The seventh year mark for the Iraq War approaches. Dennis Myers (Reno News & Review) speaks with various citizens about the $711,343,548,694 price tag of the illegal war and where they think the money should have been spent. We'll note this press release from the Institute for Public Accuracy, "After Seven Years: Iraq War 'Forgotten':"

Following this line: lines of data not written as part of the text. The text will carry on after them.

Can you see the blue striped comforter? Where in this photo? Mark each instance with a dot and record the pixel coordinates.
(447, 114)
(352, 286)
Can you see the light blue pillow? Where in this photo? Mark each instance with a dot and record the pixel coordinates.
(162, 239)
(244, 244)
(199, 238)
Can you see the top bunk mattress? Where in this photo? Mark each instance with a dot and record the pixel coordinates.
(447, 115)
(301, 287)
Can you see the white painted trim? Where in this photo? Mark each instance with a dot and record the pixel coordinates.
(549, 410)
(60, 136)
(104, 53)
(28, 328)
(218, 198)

Born in New York to an American Jewish mother (daughter of Holocaust survivors) and an Iraqi Muslim father, Wasfi has a medical degree from the University of Pennsylvania School of Medicine. She spent three months in Iraq with her family in 2006. She has been speaking against the occupation since 2004. She is currently working on a book on her experiences. Webpage: LiberateThis.com
Jamail's most recent piece is "The New 'Forgotten' War," which states: "While U.S. forces have begun to slowly pull back in Iraq, approximately 96,000 American troops and 114,000 private contractors still remain in the country -- along with an embassy the size of Vatican City. Upwards of 400 Iraqi civilians still die in a typical month (Iraq Body Count, 12/31/09), and fallout from the occupation that is now responsible, by some estimates, for 1 million Iraqi deaths (Extra!, 1/2/08) continues to severely impact Iraqis in ways that go uncovered by the U.S. press. ...

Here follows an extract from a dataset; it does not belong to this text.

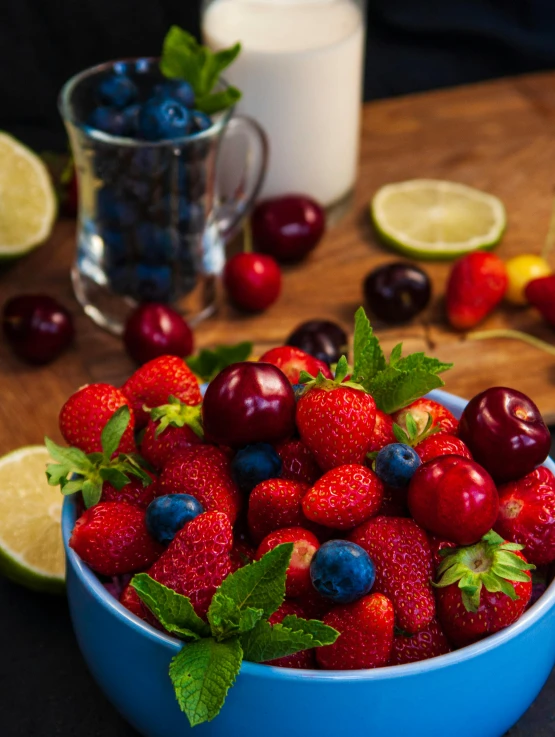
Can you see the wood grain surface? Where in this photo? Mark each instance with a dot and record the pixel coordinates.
(497, 136)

"Corporate media coverage of the ongoing Iraqi refugee crisis -- the U.N. estimates that more than 4.5 million Iraqis in all have been displaced from their homes (UNHCR.org, 1/09) -- continues to be scant. The stories that do appear tend to be local stories about Iraqi refugees in the newspaper's home city (e.g., Chicago Tribune, 10/25/09). ...

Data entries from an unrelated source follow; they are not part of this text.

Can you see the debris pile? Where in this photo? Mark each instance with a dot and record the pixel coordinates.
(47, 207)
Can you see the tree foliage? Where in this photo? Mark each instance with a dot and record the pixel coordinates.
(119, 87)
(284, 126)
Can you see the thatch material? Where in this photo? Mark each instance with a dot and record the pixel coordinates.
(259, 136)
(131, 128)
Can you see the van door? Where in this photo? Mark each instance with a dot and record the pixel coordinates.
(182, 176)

Jamail is the author of Beyond the Green Zone: Dispatches from an Unembedded Journalist in Occupied Iraq and The Will to Resist: Soldiers Who Refuse to Fight in Iraq and Afghanistan. He recently wrote the pieces "U.S. Using Iraqi Political Discord to Justify Continuance of Occupation" and "Women Miss Saddam."
Webpage: MidEast Dispatches
For more information, contact at the Institute for Public Accuracy:
Sam Husseini, (202) 347-0020; or David Zupan, (541) 484-9167
"The New 'Forgotten' War" (Extra! via Dahr's site) is Dahr's latest article on Iraq:
From early on in the occupation of Iraq, one of the most pressing concerns for Iraqis-besides ending the occupation and a desperate need for security-has been basic infrastructure. The average home in Iraq today, over six and a half years into the occupation, operates on less than six hours of electricity per day (AP, 9/7/09). “A water shortage described as the most critical since the earliest days of Iraq’s civilization is threatening to leave up to 2 million people in the south of the country without electricity and almost as many without drinking water,” the Guardian (8/26/09) reported; waterborne diseases and dysentery are rampant. The ongoing lack of power and clean drinking water has even led Iraqis to take to the streets in Baghdad (AP, 10/11/09), chanting, “No water, no electricity in the country of oil and the two rivers.”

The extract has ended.